# CLAUDE.md
This file provides guidance to Claude Code (claude.ai/code) when working with code in this repository.
## Project Overview
This is a **Model Context Protocol (MCP) server** for managing PostgreSQL clusters using the CloudNativePG operator in Kubernetes. It provides a bridge between LLMs and CloudNativePG resources, enabling natural language interaction with PostgreSQL cluster lifecycle management.
**Key characteristics:**
- Python-based MCP server using **FastMCP** (simplified MCP SDK with auto-schema generation)
- Kubernetes client interacting with CloudNativePG Custom Resources (CRDs)
- Designed for transport-agnostic architecture (stdio for local, HTTP/SSE for remote)
- **OIDC/OAuth2 authentication** for HTTP mode with JWT bearer token verification
- **DCR proxy support** for IdPs without Dynamic Client Registration
- All operations are async using Python asyncio
## Development Commands
### Running the Server
```bash
# Default stdio transport (for Claude Desktop integration)
python src/cnpg_mcp_server.py
# With specific transport mode
python src/cnpg_mcp_server.py --transport stdio
# HTTP transport with OIDC authentication (recommended for production)
# Requires OIDC_ISSUER and OIDC_AUDIENCE environment variables
export OIDC_ISSUER=https://auth.example.com
export OIDC_AUDIENCE=mcp-api
python src/cnpg_mcp_server.py --transport http --port 3000
# Or use the convenience script
./test/start-http.sh
```
### Testing
```bash
# Syntax check
python -m py_compile src/cnpg_mcp_server.py
# Test Kubernetes connectivity
kubectl get nodes
kubectl get clusters -A # List CloudNativePG clusters
# Deploy test cluster
kubectl apply -f example-cluster.yaml
# Check cluster status
kubectl get cluster example-cluster -w
```
### Dependencies
```bash
# Install all dependencies (includes HTTP/SSE and OIDC auth)
pip install -r requirements.txt
# Dependencies now include:
# - FastMCP (MCP server framework)
# - Kubernetes client
# - Uvicorn (ASGI server for HTTP mode)
# - Starlette (ASGI framework for middleware)
# - Authlib (OIDC/JWT verification)
# - httpx (async HTTP client for JWKS fetching)
```
### RBAC Setup
**Important:** CloudNativePG helm chart automatically creates ClusterRoles.

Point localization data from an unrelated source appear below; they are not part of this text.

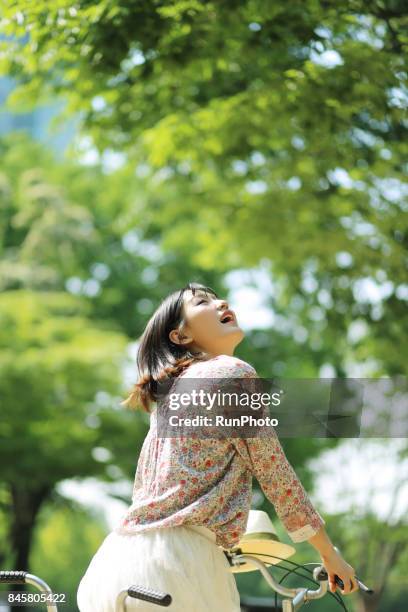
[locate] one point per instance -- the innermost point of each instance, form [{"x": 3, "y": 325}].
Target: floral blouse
[{"x": 208, "y": 482}]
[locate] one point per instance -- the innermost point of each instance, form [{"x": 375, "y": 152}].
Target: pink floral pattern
[{"x": 209, "y": 481}]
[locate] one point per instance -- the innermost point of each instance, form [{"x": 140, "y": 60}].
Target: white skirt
[{"x": 183, "y": 561}]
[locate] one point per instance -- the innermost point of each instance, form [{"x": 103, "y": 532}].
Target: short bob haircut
[{"x": 158, "y": 357}]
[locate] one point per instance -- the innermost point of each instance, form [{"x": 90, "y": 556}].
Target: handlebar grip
[
  {"x": 156, "y": 597},
  {"x": 322, "y": 575},
  {"x": 12, "y": 577}
]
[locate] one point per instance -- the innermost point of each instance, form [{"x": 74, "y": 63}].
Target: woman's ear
[{"x": 178, "y": 337}]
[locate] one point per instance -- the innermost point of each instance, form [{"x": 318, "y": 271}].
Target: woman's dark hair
[{"x": 158, "y": 357}]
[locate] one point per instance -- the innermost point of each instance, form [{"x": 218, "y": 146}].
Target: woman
[{"x": 192, "y": 496}]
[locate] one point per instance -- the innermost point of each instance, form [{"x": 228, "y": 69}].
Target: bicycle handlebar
[{"x": 323, "y": 576}]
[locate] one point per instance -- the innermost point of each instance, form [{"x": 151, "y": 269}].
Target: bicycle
[{"x": 295, "y": 598}]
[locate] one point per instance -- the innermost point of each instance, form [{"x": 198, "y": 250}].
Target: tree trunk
[{"x": 26, "y": 504}]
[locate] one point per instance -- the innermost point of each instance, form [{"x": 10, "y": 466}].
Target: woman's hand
[{"x": 336, "y": 565}]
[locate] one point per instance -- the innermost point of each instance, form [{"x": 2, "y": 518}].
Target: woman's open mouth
[{"x": 227, "y": 317}]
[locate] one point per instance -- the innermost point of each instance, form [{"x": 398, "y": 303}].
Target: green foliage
[
  {"x": 64, "y": 542},
  {"x": 271, "y": 132}
]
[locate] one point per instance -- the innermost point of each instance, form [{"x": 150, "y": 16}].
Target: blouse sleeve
[{"x": 265, "y": 458}]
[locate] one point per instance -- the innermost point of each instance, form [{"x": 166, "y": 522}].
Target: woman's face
[{"x": 210, "y": 326}]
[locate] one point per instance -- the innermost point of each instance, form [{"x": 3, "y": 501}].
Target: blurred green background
[{"x": 257, "y": 147}]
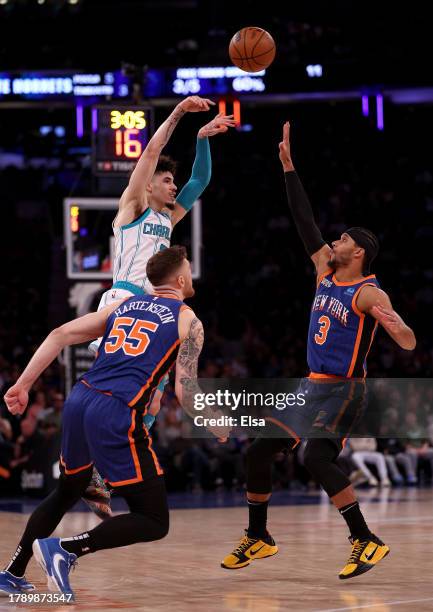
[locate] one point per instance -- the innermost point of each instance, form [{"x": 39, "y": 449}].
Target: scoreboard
[{"x": 119, "y": 136}]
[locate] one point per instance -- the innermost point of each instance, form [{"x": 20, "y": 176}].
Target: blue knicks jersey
[
  {"x": 140, "y": 345},
  {"x": 340, "y": 335}
]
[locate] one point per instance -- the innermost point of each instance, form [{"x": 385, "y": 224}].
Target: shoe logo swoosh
[
  {"x": 371, "y": 555},
  {"x": 56, "y": 561}
]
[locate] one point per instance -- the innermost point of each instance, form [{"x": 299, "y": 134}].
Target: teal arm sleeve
[
  {"x": 148, "y": 420},
  {"x": 200, "y": 176}
]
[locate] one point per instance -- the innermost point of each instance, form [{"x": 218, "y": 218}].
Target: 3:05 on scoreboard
[{"x": 119, "y": 136}]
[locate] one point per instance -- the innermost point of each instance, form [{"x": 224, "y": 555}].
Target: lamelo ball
[{"x": 252, "y": 49}]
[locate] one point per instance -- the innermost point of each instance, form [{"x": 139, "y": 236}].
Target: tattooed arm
[
  {"x": 134, "y": 199},
  {"x": 192, "y": 336}
]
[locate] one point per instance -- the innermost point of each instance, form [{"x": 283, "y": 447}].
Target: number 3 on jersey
[
  {"x": 133, "y": 341},
  {"x": 324, "y": 323}
]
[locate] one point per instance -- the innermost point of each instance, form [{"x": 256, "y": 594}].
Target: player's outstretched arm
[
  {"x": 376, "y": 302},
  {"x": 300, "y": 208},
  {"x": 77, "y": 331},
  {"x": 202, "y": 167},
  {"x": 191, "y": 334},
  {"x": 134, "y": 195}
]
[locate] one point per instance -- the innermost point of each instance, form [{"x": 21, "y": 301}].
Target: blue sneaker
[
  {"x": 56, "y": 563},
  {"x": 10, "y": 584}
]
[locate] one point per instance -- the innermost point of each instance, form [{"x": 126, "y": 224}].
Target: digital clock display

You only need to create ServiceAccount + RoleBindings.
**Option 1: Using Python script (recommended):**
```bash
# Install dependencies (if not already installed)
pip install -r requirements.txt
# Create ServiceAccount and bind to edit role
python rbac/bind_cnpg_role.py --namespace default --service-account cnpg-mcp-server
# For read-only access
python rbac/bind_cnpg_role.py --namespace default --service-account cnpg-mcp-server --role view
# Dry run to see what would be created
python rbac/bind_cnpg_role.py --dry-run
```
**Option 2: Using kubectl:**
```bash
# Apply RBAC configuration (creates ServiceAccount and binds to existing cnpg roles)
kubectl apply -f rbac.yaml
```
**Verify setup:**
```bash
# Verify the helm-created roles exist
kubectl get clusterroles | grep cnpg
# Should show: cnpg-cloudnative-pg, cnpg-cloudnative-pg-edit, cnpg-cloudnative-pg-view
# Verify permissions for the service account
kubectl auth can-i get clusters.postgresql.cnpg.io --as=system:serviceaccount:default:cnpg-mcp-server
kubectl auth can-i create clusters.postgresql.cnpg.io --as=system:serviceaccount:default:cnpg-mcp-server
```
**Available CloudNativePG roles:**
- `cnpg-cloudnative-pg-edit`: Full edit access (recommended, used by default)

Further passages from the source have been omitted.